As these two priests travel seeking their brother, they try to minister to all they can. Eventually though, one of their members, Kichijirō, betrays them, leading the arrests and deaths of many of his fellow Christians.
One of the Jesuits, Rodrigues, gets placed in a cell after his fellow brother dies. Eventually, Kichijirō is once again arrested and placed in the cell next to Rodrigues. He asks the priest to hear his confession. We see Rodrigues almost visibly roll his eyes after all Kichijirō has done, yet he still consents to hear him. Kichijirō is later released while Rodrigues awaits his fate.
Rodrigues eventual succeeds in his goal. He finds his lost brother, only to learn that he has been forced to convert to Buddhism and exam objects to see whether they have any Christian significance. Rodrigues is forced to do the same, and Kichijirō shows up again as his assistant. One day Kichijirō approaches Rodrigues and asks him to hear his confession, even after all this time and having publicly renounced his Faith.
There’s something that keeps Kichijirō coming back to the church, even though time and time again he betrays his fellow Christians. Even as he is annoyed at him, Rodrigues takes Kichijirō back in.
The past two Sundays, our readings from the Prophets have reflected this message. We’ve seen God ask Hosea to take a wife who is guaranteed to be unfaithful to him. Hosea then takes his wife back after each time she sins against him.
God asks this monumental task of Hosea to reflect the Lord’s own love for Israel. As we saw in the previous Sunday reading, God is very angry at the Israelites for their wandering away, and rightly so. God brought the Israelites out of Egypt. God continued to bring them through the wilderness, even when the Israelites invented their own god while waiting for the 10 Commandments. God stood by the Israelites even when they rejected the Lord by asking the Prophet Samuel to grant them a king to rule them instead.
Yet for all this anger, God still loves them. The Lord tells them so in Hosea 11. God will not stay angry at them forever. The Lord will come to their aid and bring them back from exile into the Land of Promise.
God could remain rightly infuriated by Israel, just as the Jesuit Rodrigues had every right to be angry at Kichijirō. Yet God doesn’t. Even after every time the Israelites abandon the Lord, God still brings them back in. God still loves the Israelites even when they, like Hosea’s wife Gomer, fail to remain faithful.
The same is true for us. Even though we fail to love the Lord, our God continues to love us.
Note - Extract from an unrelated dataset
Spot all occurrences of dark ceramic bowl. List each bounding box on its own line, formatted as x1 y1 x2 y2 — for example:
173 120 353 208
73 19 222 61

In fact, God loves us so much that He came down to this world in the form of Jesus to be one of us and to dies for us in order to pave the way back for us to our Lord.
Though we sin, God still loves us, even as God rolls the eyes, sighs at us, does a facepalm because of our actions, and gets rightly angry at us. So we should stop wandering away. We should not be like Kichijirō or Gomer in their sins any longer. We are now called to remain with our Lord who, after all, died so that we could be with Him always.